The above exception was the direct cause of the following exception:

Traceback (most recent call last):
  File "/home/mps/liuzq/FeCHO-dpa2/300rc0/v2-7-direct-10p/desc-val/oom-example/calc_desc.py", line 53, in <module>
    desc = descriptor_from_model(onedata, model)
           ^^^^^^^^^^^^^^^^^^^^^^^^^^^^^^^^^^^^^
  File "/home/mps/liuzq/FeCHO-dpa2/300rc0/v2-7-direct-10p/desc-val/oom-example/calc_desc.py", line 26, in descriptor_from_model
    predict = model.eval_descriptor(coords, cells, atypes)
              ^^^^^^^^^^^^^^^^^^^^^^^^^^^^^^^^^^^^^^^^^^^^
  File "/home/mps/miniconda3/envs/deepmd-3rc0/lib/python3.11/site-packages/deepmd/infer/deep_eval.py", line 445, in eval_descriptor
    descriptor = self.deep_eval.eval_descriptor(
                 ^^^^^^^^^^^^^^^^^^^^^^^^^^^^^^^
  File "/home/mps/miniconda3/envs/deepmd-3rc0/lib/python3.11/site-packages/deepmd/pt/infer/deep_eval.py", line 649, in eval_descriptor
    self.eval(
  File "/home/mps/miniconda3/envs/deepmd-3rc0/lib/python3.11/site-packages/deepmd/pt/infer/deep_eval.py", line 292, in eval
    out = self._eval_func(self._eval_model, numb_test, natoms)(
          ^^^^^^^^^^^^^^^^^^^^^^^^^^^^^^^^^^^^^^^^^^^^^^^^^^^^^
  File "/home/mps/miniconda3/envs/deepmd-3rc0/lib/python3.11/site-packages/deepmd/pt/infer/deep_eval.py", line 364, in eval_func
    return self.auto_batch_size.execute_all(
           ^^^^^^^^^^^^^^^^^^^^^^^^^^^^^^^^^
  File "/home/mps/miniconda3/envs/deepmd-3rc0/lib/python3.11/site-packages/deepmd/utils/batch_size.py", line 197, in execute_all
    n_batch, result = self.execute(execute_with_batch_size, index, natoms)
                      ^^^^^^^^^^^^^^^^^^^^^^^^^^^^^^^^^^^^^^^^^^^^^^^^^^^^
  File "/home/mps/miniconda3/envs/deepmd-3rc0/lib/python3.11/site-packages/deepmd/utils/batch_size.py", line 120, in execute
    raise OutOfMemoryError(
deepmd.utils.errors.OutOfMemoryError: The callable still throws an out-of-memory (OOM) error even when batch size is 1!
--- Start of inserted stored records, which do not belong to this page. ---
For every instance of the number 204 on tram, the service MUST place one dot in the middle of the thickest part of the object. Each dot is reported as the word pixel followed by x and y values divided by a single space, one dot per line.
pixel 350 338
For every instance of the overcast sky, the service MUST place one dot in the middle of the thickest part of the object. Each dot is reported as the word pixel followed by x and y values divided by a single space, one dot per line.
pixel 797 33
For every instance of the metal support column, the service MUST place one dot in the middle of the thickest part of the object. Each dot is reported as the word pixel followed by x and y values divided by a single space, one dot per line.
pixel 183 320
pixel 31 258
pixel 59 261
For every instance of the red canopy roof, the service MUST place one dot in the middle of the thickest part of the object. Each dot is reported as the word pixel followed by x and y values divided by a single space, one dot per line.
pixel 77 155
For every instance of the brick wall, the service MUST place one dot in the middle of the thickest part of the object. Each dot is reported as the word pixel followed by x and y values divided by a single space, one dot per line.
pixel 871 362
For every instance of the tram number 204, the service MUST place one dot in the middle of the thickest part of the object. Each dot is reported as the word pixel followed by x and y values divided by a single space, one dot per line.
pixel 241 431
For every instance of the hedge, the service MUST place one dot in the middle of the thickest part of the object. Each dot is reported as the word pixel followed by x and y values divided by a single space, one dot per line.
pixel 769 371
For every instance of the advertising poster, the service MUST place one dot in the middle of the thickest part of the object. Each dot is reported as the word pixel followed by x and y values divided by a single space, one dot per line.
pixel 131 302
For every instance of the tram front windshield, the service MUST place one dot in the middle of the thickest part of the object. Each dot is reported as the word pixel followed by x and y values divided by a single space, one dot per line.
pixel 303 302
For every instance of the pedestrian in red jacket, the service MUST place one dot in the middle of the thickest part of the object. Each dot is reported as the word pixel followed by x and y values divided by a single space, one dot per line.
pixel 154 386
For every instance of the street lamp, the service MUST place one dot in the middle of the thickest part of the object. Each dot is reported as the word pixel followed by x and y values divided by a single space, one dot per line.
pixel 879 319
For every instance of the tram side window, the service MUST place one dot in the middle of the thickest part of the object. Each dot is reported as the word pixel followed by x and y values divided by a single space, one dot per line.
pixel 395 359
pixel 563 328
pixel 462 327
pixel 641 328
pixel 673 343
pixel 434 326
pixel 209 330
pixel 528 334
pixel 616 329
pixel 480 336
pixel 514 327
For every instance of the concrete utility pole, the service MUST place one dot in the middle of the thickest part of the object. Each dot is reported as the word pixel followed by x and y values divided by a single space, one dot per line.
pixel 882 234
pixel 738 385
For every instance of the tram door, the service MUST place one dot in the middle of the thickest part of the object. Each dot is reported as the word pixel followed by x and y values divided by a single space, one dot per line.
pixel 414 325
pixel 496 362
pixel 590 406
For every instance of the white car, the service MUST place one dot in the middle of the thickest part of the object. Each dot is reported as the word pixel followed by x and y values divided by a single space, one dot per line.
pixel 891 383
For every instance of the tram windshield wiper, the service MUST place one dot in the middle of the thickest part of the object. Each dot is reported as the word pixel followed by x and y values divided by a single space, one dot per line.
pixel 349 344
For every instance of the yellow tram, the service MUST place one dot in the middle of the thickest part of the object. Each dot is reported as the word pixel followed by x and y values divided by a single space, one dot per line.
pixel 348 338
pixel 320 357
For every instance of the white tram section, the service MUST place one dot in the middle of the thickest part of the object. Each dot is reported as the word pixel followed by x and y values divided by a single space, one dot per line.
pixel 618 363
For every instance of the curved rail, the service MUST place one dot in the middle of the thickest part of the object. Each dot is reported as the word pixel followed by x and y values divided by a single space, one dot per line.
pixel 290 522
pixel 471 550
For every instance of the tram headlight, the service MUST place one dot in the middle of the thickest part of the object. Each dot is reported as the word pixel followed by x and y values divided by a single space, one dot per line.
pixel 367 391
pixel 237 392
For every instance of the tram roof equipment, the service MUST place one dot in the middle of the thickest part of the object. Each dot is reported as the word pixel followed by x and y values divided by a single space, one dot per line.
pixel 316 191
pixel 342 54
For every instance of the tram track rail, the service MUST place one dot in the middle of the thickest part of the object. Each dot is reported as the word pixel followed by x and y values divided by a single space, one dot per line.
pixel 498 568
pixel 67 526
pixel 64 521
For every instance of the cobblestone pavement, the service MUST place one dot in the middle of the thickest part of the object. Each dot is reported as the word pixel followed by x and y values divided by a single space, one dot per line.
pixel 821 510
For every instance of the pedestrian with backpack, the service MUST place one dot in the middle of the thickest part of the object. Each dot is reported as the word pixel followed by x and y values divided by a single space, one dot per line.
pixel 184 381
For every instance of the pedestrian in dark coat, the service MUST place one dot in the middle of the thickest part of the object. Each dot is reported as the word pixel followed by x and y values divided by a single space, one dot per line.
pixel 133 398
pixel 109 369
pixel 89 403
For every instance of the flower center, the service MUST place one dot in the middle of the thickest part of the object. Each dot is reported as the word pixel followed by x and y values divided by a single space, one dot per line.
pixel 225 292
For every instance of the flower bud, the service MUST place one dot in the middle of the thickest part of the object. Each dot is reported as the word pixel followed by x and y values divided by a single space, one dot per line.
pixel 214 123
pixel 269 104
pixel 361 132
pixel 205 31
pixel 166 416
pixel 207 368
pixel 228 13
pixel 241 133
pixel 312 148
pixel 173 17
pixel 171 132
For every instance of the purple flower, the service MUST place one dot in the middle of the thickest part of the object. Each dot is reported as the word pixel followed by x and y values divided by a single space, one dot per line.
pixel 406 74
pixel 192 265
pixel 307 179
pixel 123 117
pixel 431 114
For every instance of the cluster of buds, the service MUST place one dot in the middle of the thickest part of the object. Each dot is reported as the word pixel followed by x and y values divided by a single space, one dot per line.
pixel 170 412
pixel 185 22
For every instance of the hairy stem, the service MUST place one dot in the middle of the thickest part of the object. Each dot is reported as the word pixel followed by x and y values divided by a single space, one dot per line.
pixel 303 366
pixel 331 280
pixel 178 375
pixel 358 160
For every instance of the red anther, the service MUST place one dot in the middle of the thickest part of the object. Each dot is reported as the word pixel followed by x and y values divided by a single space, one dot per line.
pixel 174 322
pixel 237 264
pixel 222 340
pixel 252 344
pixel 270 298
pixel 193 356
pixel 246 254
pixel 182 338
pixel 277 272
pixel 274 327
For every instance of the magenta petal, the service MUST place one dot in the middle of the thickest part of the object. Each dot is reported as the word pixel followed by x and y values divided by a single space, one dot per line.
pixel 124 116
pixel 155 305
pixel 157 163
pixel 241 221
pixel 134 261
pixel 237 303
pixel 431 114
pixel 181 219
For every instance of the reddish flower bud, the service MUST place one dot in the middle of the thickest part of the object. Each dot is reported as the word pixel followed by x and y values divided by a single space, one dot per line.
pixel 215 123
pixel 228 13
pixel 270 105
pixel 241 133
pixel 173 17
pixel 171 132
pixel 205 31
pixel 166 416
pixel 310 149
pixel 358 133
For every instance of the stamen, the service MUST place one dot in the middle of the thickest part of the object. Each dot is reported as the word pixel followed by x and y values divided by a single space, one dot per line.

But the dp test from the same model in the same LabeledSystem dataset can be done with ~39GB memory used first then become lower to 28G memory usage.

DeePMD-kit Version

DeePMD-kit v3.0.0rc1.dev0+g0ad42893.d20250106

Backend and its version

Pytorch 2.5.1

How did you download the software?

pip

Input Files, Running Commands, Error Log, etc.

All reference files can be accessed by dp_eval_desc_oom.tar.gz

or though Nutshull Cloud
https://www.jianguoyun.com/p/DV3eAQoQrZ-XCRim4ecFIAA (code : unpbns)

Steps to Reproduce

tar -zxvf dp_eval_desc_oom.tar.gz
cd oom-example

There will be these scripts

calc_desc.py  data  desc_all.sh  desc.log  descriptors  model.pth  test.log  test.sh

explained as follow:

  • calc_desc.py use DeepPot.eval_descriptor() to generate descriptor of a LabeledSystem
  • desc_all.sh read MultiSystems from data and call calc_desc.py iteratively
  • data directory contain the LabeledSystems which will lead to OOM in eval_descriptor
  • model.pth is the model in use
  • test.sh is the script calling dp --pt test to output test.log
  • desc.log is the OOM stderr print-out
  • descrtptors is the directory aim to contain the output descriptor, which should be empty due to OOM

One can checkout the OOM problem directly by these.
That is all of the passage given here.